Gibbs almost sighed. "Seriously, DiNozzo?" he asked, exasperated. "You obviously need to get this out, and I'm glad you trust me enough to finally let me in. Is it easy hearing you spill your heart out like this? No, it's not. But nothing worth doing is ever easy. Get it out, Tony. Get it out and let it go. It's the only way. Trust me, I know."
Tony blinked in shock at his oblique reference to his lost family. There were so many things he could say to that, but he just said, "Thanks, Gibbs. For everything."
Gibbs just nodded, then asked, "So what's the plan? I saw Marianne and she said things didn't go so well between you two."
Tony flinched, feeling his guilt start to chew on him again. "I was my usual charming self," he said with a grimace. "I made her cry."
"The way she was beating herself up, I'd say she thought she deserved it," Gibbs said, glancing at Tony briefly.
"No one deserves that," Tony said softly. "Not at a time like this. Not when she obviously loves him. She's been with him for five years. Can you believe that?"
"No," Gibbs said truthfully, wondering how Tony felt about that. Gibbs found himself imaging happy holiday gatherings that could have been if the man dying up in that room hadn't been such a selfish son of a bitch. Gibbs knew that Tony never requested holidays off.

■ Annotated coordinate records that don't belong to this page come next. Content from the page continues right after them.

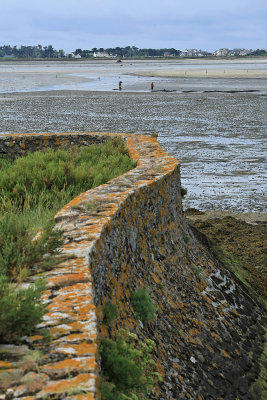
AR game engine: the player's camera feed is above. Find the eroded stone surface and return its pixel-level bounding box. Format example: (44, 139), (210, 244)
(0, 133), (265, 400)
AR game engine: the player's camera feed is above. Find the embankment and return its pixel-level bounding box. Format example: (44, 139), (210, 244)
(0, 133), (265, 400)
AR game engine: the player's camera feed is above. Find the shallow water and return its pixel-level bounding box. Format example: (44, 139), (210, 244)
(0, 59), (267, 212)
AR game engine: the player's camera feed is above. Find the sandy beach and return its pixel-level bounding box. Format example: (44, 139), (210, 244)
(132, 68), (267, 79)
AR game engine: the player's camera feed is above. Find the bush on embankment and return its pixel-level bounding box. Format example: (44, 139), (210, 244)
(0, 139), (135, 342)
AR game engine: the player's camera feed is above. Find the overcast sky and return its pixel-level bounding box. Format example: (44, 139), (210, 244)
(0, 0), (267, 51)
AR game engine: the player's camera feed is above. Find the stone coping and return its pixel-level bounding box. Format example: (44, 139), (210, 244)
(0, 133), (179, 400)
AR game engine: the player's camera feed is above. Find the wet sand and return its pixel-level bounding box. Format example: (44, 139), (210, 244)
(0, 91), (267, 213)
(133, 68), (267, 79)
(0, 58), (267, 213)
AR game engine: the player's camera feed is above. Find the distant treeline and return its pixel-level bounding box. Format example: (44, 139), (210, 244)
(0, 44), (65, 58)
(0, 44), (267, 58)
(74, 46), (181, 57)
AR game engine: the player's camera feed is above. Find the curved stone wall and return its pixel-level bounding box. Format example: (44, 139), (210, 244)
(0, 133), (181, 399)
(0, 133), (265, 400)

In fact, he often volunteered to work them so his coworkers could be with their families.
"Can we go?" Tony asked suddenly, standing and looking around as if lost.
"Back to the District?" Gibbs asked as he stood.
Tony debated, thinking of Marianne's soft plea. He really didn't owe her anything. "You okay with staying one more day? I'm not sure I could live with myself leaving her like that."
Gibbs didn't miss that he said "her" and not "him." You're a good man, Anthony. "Sure," he said as they started back to the hotel. "I'll even buy you dinner. Wherever you want."